Durham College has officially closed its Oshawa and Whitby campuses in the wake of the COVID-19 crisis. Photo credit: Tara Sottile

Just a day after moving all its classes online, Durham College (DC) has officially closed its Oshawa and Whitby campuses as part its ongoing response to the COVID-19 crisis.

DC informed its campus community by email that students, faculty and employees will no longer be able to access the locations until further notice.

The email also said labs, shops and studio instruction, which were to begin on April 6, are now postponed.

DC’s campus neighbour, Ontario Tech University, has also moved to online classes. Its website asks users to “avoid visiting campus unnecessarily”.

DC has had an elevated response to COVID-19 this month.

On March 13, it announced a week’s hiatus in classes as the college made a switch to online classes which began Monday, March 23.

DC president Don Lovisa says the switch to online courses has gone over quite well, noting the college already offers a lot of hybrid and online courses.

He says there are some challenges students have been facing when it comes to making the switch.
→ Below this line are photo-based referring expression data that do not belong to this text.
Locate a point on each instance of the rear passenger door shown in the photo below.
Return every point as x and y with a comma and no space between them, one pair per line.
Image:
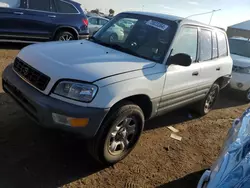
208,59
181,82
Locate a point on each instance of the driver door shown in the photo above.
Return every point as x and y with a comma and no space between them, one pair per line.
181,82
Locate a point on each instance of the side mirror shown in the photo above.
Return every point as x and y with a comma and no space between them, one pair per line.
180,59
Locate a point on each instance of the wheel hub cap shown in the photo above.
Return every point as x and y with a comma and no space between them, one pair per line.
122,136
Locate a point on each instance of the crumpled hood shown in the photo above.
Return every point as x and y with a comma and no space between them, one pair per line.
240,60
80,60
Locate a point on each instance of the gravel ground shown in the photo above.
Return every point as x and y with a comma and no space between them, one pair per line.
31,156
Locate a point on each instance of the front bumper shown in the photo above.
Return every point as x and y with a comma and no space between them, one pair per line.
83,36
40,107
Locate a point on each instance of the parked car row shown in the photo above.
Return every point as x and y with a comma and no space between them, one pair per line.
106,87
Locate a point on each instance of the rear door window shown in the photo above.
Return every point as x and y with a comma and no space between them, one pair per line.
215,46
187,42
205,45
64,7
222,44
10,3
43,5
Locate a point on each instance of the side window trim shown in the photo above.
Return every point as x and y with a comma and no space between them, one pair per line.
66,3
197,48
56,9
215,33
207,29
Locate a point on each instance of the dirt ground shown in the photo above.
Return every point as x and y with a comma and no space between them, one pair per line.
31,156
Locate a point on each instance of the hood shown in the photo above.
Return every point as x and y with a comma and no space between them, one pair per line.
80,60
240,60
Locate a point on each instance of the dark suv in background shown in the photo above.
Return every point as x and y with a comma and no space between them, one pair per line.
42,20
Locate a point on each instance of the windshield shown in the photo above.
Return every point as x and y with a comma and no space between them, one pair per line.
139,35
240,47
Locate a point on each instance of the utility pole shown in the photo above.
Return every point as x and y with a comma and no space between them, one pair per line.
213,15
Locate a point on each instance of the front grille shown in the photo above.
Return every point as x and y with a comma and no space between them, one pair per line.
31,75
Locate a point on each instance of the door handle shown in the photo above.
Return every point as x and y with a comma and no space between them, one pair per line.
51,16
18,13
196,73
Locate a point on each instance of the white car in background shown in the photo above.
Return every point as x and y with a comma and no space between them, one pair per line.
95,23
240,53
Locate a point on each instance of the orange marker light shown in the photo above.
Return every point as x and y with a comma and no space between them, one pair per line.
78,122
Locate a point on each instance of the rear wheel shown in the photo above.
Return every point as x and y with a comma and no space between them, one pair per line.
65,36
207,104
118,135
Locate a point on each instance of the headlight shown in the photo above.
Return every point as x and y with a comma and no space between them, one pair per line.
243,70
77,91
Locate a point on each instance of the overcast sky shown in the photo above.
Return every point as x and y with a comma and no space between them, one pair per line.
232,11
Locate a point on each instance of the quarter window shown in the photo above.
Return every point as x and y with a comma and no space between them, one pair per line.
186,42
10,3
215,46
206,45
64,7
222,44
43,5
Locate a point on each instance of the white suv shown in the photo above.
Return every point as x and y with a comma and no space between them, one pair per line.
106,88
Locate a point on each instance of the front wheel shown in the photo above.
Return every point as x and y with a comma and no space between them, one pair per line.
206,105
118,135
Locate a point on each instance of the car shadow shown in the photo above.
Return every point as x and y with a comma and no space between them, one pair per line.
12,45
31,156
190,180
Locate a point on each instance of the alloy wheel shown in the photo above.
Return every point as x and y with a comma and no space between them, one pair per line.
122,136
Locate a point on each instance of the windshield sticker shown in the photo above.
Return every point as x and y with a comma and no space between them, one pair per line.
157,25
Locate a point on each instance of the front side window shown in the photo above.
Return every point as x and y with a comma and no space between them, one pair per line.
43,5
10,3
102,21
222,44
240,47
64,7
205,45
93,21
186,42
142,36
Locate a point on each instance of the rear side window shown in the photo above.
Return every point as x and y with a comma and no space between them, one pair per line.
102,22
215,46
222,44
10,3
64,7
43,5
186,42
205,45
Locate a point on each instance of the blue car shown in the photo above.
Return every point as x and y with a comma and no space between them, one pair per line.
42,20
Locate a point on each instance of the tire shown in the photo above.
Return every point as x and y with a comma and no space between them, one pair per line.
113,38
103,147
65,36
202,107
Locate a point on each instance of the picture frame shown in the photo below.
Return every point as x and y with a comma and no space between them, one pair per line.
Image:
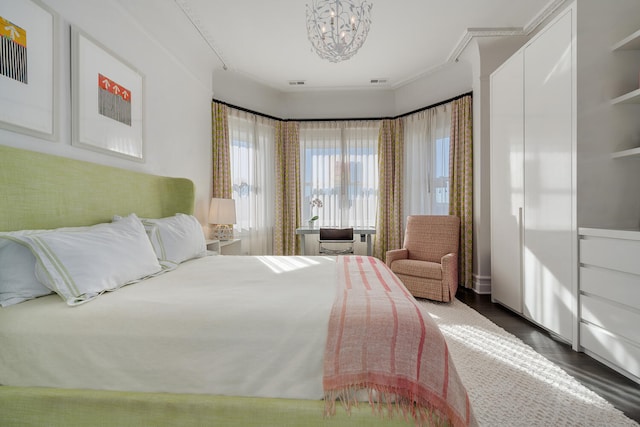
29,73
107,100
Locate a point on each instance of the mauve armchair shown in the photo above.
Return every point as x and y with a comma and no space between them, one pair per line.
428,262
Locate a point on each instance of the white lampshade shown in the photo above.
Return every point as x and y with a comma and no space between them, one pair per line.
222,211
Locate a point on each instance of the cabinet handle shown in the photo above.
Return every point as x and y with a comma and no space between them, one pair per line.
521,249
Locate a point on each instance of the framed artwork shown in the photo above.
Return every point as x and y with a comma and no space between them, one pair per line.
107,105
28,68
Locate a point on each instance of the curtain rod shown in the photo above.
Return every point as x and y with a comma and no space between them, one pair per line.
246,110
“There’s a number of groups that we’ve heard from not only locally, but also provincially that maybe lack the technology to access the courses and may lack the software required or may not have wifi or poor internet connection,” Lovisa adds.

Richard Jules, DC’s director, user support services, says moving classes online hasn’t caused a change in the department.

“Since the move to predominant online teaching, the number of tickets (individuals requiring technical support) are approximately the same, but we see significantly less walk-up tickets and more tickets being requested virtually,” Jules says.

Lovisa says DC decided to move classes online based on advice they received from the Canadian and provincial governments.

“The college system of 24 colleges worked together to try to make decisions that are consistent across all colleges,” he says.

“I mean, ultimately, it comes down to your safety as a student and doing our part to ensure that we help to flatten the curve that’s often referred to.”

Since the outbreak of COVID-19, multiple colleges and universities in Ontario have cancelled or postponed convocation. Lovisa says DC is going to wait to see what happens for DC’s annual graduation ceremonies, scheduled for June 8-10 at the Tribute Communities Centre in downtown Oshawa.

“We’re just seeing what the next couple of weeks bring. It’s not until June. So we think that we have time to make a decision for students, parents and everybody else,” he says.

Lovisa wants faculty, students and employees to know if they need assistance during the next few weeks, to ask for it.

“I think students, employees and faculty are trying to do things a little bit different this week. So I mean, I wish all of them success, and to remember to ask for help if you need help,” he says.